[Kwiver-users] Bounding box coordinates
Matt Brown
matt.brown at kitware.com
Mon Mar 12 10:59:39 EDT 2018
I have an application where I would like to significantly reduce the
resolution of an image using pyramid reductions, run a detector on that
reduced-resolution image, and then warp the resulting bounding box back up
to the native-resolution coordinate system. However, I have some questions
about dealing with the bounding box coordinates and how detectors treat, or
should treat, these coordinates.
I wrote a new OCV image_pyramid process, which can be configured to apply
multiple iterations of OCV's pyrUp or pyDown and can emit a homography
(there is actually a 0.5 pixel translation on each level, so it's not just
a scaling) representing the warping from output image back to source image.

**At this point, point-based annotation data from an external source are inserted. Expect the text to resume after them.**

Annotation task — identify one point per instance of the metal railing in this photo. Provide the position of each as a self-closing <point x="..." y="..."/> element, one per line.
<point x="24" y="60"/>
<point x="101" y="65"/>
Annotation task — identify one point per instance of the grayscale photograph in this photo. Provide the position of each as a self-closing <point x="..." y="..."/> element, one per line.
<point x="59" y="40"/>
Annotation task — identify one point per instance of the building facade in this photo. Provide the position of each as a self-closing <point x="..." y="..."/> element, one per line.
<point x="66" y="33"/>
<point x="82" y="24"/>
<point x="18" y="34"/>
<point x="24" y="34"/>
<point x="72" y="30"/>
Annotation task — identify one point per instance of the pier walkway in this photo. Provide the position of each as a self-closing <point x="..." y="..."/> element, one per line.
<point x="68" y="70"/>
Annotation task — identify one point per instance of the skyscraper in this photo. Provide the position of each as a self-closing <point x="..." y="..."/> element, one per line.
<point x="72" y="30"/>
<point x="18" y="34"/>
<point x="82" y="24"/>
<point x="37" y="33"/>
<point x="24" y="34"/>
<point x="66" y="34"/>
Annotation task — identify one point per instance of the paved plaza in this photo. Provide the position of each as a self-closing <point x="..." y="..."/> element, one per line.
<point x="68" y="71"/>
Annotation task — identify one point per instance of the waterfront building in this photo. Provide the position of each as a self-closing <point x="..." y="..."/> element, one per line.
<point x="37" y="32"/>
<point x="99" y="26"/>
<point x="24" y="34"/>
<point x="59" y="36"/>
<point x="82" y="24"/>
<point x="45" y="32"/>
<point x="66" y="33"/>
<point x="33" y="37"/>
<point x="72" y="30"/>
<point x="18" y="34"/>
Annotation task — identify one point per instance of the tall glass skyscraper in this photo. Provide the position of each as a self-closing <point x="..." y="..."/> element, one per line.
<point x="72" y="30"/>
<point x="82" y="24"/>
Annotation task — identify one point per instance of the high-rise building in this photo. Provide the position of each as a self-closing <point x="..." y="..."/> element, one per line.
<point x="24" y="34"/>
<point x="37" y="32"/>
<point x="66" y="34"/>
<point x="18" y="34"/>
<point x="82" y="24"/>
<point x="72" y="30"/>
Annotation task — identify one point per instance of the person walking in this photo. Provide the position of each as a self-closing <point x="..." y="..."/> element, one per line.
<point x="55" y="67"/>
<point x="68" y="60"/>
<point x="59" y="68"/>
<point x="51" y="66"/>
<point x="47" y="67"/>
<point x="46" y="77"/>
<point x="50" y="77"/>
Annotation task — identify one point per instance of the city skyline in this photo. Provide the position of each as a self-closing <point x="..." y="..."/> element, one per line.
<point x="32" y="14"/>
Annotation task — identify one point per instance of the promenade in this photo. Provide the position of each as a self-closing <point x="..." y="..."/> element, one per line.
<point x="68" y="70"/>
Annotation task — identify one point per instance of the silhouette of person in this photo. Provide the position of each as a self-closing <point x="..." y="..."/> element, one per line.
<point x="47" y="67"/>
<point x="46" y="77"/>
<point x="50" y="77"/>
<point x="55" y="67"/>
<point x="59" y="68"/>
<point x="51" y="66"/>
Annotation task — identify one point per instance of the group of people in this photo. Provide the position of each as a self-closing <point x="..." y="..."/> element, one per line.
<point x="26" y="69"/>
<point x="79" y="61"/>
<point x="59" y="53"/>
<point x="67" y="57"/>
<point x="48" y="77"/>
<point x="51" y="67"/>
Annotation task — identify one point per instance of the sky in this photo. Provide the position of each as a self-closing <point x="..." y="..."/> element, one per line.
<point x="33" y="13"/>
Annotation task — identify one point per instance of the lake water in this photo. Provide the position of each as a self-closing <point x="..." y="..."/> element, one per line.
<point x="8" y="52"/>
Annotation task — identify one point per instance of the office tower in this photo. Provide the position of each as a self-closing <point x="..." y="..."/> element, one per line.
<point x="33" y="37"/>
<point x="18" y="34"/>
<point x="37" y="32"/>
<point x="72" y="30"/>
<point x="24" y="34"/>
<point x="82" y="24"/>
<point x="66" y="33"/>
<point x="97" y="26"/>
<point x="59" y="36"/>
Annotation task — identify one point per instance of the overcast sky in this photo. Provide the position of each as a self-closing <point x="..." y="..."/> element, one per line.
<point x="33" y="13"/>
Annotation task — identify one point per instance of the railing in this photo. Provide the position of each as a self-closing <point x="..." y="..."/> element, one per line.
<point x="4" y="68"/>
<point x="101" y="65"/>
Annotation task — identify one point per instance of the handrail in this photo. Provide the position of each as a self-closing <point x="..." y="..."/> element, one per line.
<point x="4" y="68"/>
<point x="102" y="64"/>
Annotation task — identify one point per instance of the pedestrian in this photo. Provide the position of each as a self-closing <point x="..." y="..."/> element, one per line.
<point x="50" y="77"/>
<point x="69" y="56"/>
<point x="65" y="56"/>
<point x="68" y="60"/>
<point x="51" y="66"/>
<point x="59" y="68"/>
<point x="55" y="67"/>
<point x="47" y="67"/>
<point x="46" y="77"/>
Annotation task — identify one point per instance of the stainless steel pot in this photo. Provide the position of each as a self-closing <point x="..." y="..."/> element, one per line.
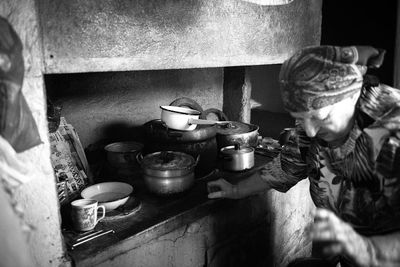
<point x="234" y="132"/>
<point x="168" y="172"/>
<point x="237" y="158"/>
<point x="237" y="133"/>
<point x="122" y="155"/>
<point x="184" y="119"/>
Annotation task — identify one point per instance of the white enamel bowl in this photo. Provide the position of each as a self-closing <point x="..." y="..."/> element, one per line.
<point x="110" y="194"/>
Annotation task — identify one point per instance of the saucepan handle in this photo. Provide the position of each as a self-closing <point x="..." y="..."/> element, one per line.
<point x="205" y="122"/>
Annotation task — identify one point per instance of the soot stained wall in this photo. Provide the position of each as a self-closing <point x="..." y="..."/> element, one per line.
<point x="114" y="105"/>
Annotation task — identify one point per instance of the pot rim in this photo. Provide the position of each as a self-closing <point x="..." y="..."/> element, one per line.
<point x="232" y="150"/>
<point x="181" y="110"/>
<point x="161" y="171"/>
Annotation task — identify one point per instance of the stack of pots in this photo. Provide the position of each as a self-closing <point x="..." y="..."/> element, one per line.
<point x="200" y="142"/>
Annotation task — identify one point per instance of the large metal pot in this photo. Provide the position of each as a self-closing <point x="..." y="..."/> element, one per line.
<point x="234" y="132"/>
<point x="122" y="155"/>
<point x="168" y="172"/>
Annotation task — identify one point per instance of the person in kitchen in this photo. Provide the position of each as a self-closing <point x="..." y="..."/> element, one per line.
<point x="346" y="141"/>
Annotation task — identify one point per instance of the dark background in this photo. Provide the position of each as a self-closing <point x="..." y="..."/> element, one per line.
<point x="356" y="22"/>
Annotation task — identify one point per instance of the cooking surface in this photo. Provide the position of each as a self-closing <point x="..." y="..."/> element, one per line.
<point x="235" y="127"/>
<point x="157" y="215"/>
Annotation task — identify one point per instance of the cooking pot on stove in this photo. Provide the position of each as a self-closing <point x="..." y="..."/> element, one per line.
<point x="184" y="119"/>
<point x="199" y="142"/>
<point x="168" y="172"/>
<point x="237" y="158"/>
<point x="234" y="132"/>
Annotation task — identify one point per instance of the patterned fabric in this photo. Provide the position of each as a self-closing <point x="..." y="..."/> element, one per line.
<point x="318" y="76"/>
<point x="360" y="179"/>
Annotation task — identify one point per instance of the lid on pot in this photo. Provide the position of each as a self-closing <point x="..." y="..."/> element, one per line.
<point x="168" y="160"/>
<point x="157" y="131"/>
<point x="236" y="149"/>
<point x="124" y="147"/>
<point x="236" y="127"/>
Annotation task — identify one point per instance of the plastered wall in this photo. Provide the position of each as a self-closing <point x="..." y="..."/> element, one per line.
<point x="37" y="198"/>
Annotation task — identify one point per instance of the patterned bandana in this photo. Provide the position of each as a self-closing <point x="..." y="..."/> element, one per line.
<point x="319" y="76"/>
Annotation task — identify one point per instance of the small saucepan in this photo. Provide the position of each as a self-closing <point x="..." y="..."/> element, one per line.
<point x="237" y="158"/>
<point x="184" y="119"/>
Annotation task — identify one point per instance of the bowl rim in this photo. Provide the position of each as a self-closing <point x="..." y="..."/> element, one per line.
<point x="105" y="183"/>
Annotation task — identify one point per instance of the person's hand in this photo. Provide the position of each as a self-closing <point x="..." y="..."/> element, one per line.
<point x="222" y="189"/>
<point x="335" y="237"/>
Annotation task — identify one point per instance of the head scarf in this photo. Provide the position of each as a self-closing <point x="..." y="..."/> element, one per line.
<point x="17" y="125"/>
<point x="319" y="76"/>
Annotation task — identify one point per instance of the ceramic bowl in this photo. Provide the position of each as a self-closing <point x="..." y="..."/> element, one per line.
<point x="110" y="194"/>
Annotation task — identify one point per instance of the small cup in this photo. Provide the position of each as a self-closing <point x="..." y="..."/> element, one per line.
<point x="84" y="214"/>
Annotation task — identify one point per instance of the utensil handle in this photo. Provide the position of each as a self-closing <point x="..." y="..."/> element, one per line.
<point x="205" y="122"/>
<point x="104" y="212"/>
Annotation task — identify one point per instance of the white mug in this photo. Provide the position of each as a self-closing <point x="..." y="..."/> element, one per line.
<point x="84" y="214"/>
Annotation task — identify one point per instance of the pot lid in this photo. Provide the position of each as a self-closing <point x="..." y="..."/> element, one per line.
<point x="236" y="149"/>
<point x="156" y="130"/>
<point x="236" y="127"/>
<point x="124" y="147"/>
<point x="168" y="160"/>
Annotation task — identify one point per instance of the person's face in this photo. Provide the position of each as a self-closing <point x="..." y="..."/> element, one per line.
<point x="329" y="123"/>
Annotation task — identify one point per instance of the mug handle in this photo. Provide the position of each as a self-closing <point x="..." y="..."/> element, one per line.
<point x="104" y="213"/>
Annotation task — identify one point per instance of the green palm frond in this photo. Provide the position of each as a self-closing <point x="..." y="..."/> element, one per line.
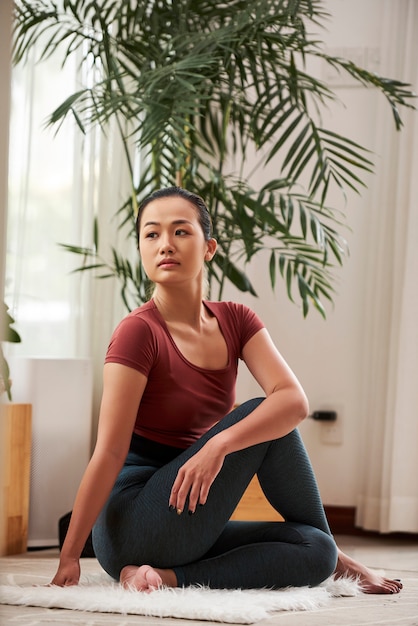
<point x="196" y="82"/>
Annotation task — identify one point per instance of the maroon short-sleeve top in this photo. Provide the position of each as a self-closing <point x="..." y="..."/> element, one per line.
<point x="181" y="401"/>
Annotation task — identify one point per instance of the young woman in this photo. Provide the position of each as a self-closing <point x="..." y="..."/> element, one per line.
<point x="173" y="457"/>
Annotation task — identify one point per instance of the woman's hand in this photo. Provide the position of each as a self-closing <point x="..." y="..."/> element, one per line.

I am also writing a *detected_object_bounding_box_warp* node to apply a
homography to each bounding box in a detected_object_set. Basically, it
will warp the top-left and bottom-left coordinates with the homography.
Though, I admit it is a little weird applying a homography to a bounding
box that has to remain an axis-aligned rectangle. So, maybe there is a
discussion about renaming or reworking this.
My question is related to the precise definition of the bounding box, which
encodes the upper left and lower right coordinates of the box. Do we have a
standard enforced for how detectors populate these bounding boxes? Let's
say you have a detection covering a rectangle of pixels starting at
upper-left pixel indices (x1,y1) to lower-right (x2,y2) inclusive, I would
think the bounding box definition should be (x1-0.5,y1-0.5) to lower-right
(x2+0.5,y2+0.5), which is the box in image coordinates completely
containing the area of the pixels. A different of a half pixel may seem
trivial, but in my case, I am detecting on a highly reduced version of the
image and then upscaling the bounding boxes, so that half pixel of
different can be compounded many times.